Olivello spinoso - Hippophae rhamnoides L.

Olivello spinoso

Sinonimo: Nessuno

Nome botanico: Hippophae rhamnoides L.

Famiglia: Elaeagnaceae


Habitat originario

Europa, Asia Minore



Ingredienti

Vitamina C, Provitamina A, vitamine del gruppo B (soprattutto Vitamina B12), Vitamina E, flavonoidi, sostanze minerali, acidi di frutti, steroli, acidi grassi essenziali.



Descrizione

Si potrebbe perdonare una persona che pensasse che si tratta di una pianta che si trova solo in Asia. L’Olivello spinoso, dalle eleganti foglie lanceolate, argentee sulla pagina inferiore, e dai frutti giallo brillante-arancio, ha infatti un aspetto esotico. La deduzione è perciò verosimile, poiché esso è probabilmente giunto in Europa dal Tibet circa 17000 anni fa durante una glaciazione. Ma ora si è creato un habitat naturale nella nostra parte del mondo, prediligendo i terreni poveri e sabbiosi, le rive di fiumi e ruscelli, i pendii soleggiati. Questo arbusto che può raggiungere un’altezza di cinque metri, spinge la sue radici nella profondità del terreno, mantenendo in superficie radici secondarie striscianti. Ciò conferisce all’Olivello spinoso una buona resistenza anche in terreni friabili ed è la ragione per cui viene spesso piantato per stabilizzare gli argini. L’Olivello è a sessi separati: ci sono piante maschili e femminili sulle quali, tra marzo e maggio, spuntano piccoli fiori poco appariscenti di colore verde-giallastro prima della gemmazione delle foglie. I fiori femminili, grandi solo 5 mm profumano di miele e attirano gli insetti. Ad ogni modo ciò non è in realtà essenziale per l’impollinazione, poiché il vento trasporta il polline dalle piante maschili a quelle femminili. I frutti sono drupe della dimensione di 1 cm, ricoperti da una leggera peluria e maturano tra agosto e settembre sulla parte mediana e terminale dei rametti.



Fatti interessanti

Nell’antica Grecia con le foglie delle giovani piante di Olivello spinoso si trattava il pelo dei cavalli, da ciò il nome scientifico Hippophae da hippos= cavallo e phaes=brillante; il nome della specie, rahmnoides, descrive la spinosità.
L’Olivello spinoso era diffuso in Mongolia e in Russia già migliaia di anni fa ed era usato per molteplici scopi; proviene dalla Russia una vecchia ricetta di macerare le bacche dell’Olivello in olio di girasole ottenendo un prodotto conservato in bottigliette e usato per la cura di contusioni, ulcere, ustioni, e la caduta dei capelli. In Francia con le foglie di Olivello spinoso si facevano ingrassare le pecore per ottenere una lana di particolare qualità.

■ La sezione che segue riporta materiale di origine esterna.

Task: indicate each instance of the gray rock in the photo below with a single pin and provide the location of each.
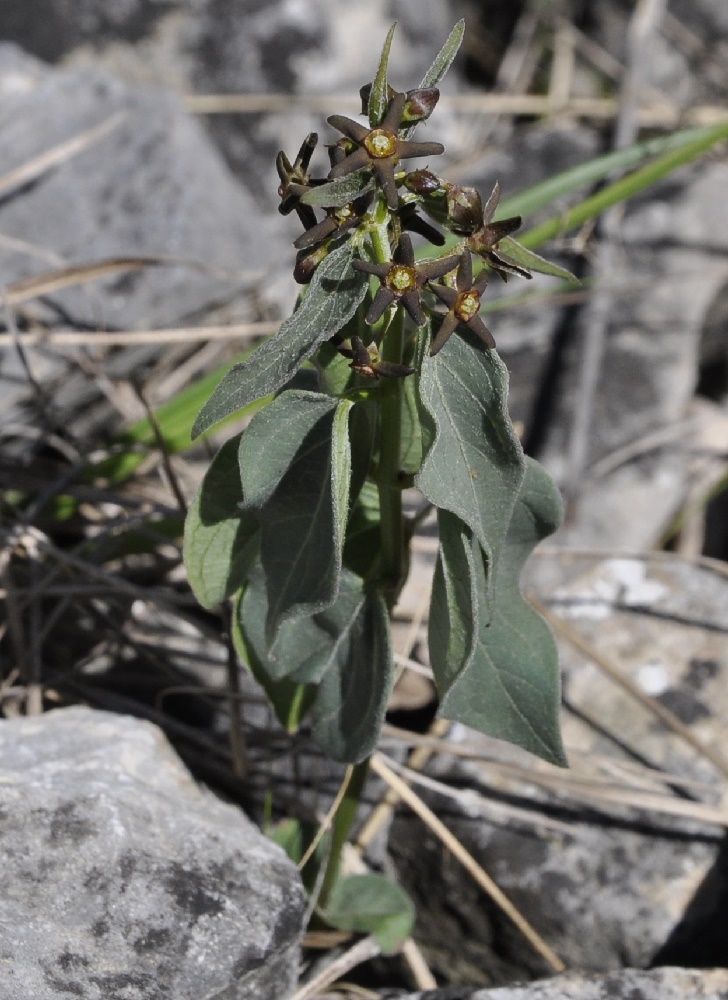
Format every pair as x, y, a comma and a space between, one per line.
152, 186
124, 879
629, 984
613, 868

Nella buccia dei semi dell’Olivello spinoso vive un microrganismo dal nome Actinomyces che, in simbiosi col suo ospite, produce Vitamina B12 particolarmente importante soprattutto nella dieta vegetariana. Anche rispetto le altre componenti questa pianta è di rilevante importanza: contiene, ad esempio, Vitamina C in quantità nove volte superiore agli altri frutti. Dalle bacche sono sempre stati prodotti perciò succhi, sciroppi, gel, liquori e pregiate conserve. Mescolato con altri frutti l’Olivello diventa una vera e propria leccornia: il suo sapore leggermente aspro viene infatti mitigato.

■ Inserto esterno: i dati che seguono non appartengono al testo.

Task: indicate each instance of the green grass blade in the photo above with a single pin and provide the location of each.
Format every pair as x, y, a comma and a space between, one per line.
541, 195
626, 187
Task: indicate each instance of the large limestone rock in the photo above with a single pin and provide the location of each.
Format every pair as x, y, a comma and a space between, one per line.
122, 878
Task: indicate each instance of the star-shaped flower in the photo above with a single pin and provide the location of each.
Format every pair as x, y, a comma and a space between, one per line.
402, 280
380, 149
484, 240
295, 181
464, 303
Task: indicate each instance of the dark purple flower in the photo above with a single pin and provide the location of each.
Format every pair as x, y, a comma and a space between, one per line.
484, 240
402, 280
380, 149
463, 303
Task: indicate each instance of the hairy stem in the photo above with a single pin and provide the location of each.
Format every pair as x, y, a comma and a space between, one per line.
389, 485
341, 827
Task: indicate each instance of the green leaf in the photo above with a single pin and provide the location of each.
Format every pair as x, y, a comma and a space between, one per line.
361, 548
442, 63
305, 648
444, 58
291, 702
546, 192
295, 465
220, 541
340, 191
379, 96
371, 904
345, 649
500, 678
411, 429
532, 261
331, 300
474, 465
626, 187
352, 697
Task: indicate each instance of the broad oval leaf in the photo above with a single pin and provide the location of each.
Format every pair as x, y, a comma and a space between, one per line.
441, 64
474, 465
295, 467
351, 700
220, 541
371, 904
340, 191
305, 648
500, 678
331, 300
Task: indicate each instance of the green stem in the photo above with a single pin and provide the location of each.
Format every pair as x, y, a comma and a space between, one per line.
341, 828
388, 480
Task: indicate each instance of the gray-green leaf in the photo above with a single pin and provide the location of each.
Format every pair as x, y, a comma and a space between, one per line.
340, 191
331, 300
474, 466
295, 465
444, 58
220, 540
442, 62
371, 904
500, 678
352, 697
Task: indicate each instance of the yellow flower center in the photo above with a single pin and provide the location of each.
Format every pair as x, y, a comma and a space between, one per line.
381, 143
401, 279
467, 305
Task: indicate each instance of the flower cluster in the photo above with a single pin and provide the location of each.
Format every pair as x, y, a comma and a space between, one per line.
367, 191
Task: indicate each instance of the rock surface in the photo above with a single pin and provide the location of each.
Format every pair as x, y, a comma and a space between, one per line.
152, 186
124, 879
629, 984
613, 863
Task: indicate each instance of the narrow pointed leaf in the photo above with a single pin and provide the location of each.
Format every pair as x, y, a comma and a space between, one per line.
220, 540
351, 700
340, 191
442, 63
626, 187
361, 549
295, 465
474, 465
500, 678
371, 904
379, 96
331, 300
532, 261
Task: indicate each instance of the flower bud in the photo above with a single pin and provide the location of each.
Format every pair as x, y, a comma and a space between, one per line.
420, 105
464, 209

Nella medicina cinese e in quella tibetana l’Olivello spinoso è usato soprattutto come rivitalizzante; in caso di spossatezza o debolezza l’Olivello spinoso fresco è un buon stimolante.
Nel terreno esso vive in simbiosi vantaggiosa con un fungo che dimora nelle sue radici e lega l’azoto all’aria facendo in modo che l’Olivello spinoso possa prosperare senza problemi nei terreni sabbiosi.

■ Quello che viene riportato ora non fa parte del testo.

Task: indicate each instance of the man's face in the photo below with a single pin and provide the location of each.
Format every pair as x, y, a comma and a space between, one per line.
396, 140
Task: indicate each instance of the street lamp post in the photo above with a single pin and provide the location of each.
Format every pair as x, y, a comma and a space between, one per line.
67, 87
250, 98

Una visione diversa della pianta

L’Olivello spinoso ama il sole, come dimostra il colore delle sue bacche che, come piccoli soli che tramontano, si stringono ai rami. L’irradiazione solare intensa non lo disidrata, ma fa in modo che questa pianta si compatti nelle foglie aghiformi, nelle spine e nei frutti aspri, che sono però anche succosi e rinfrescanti.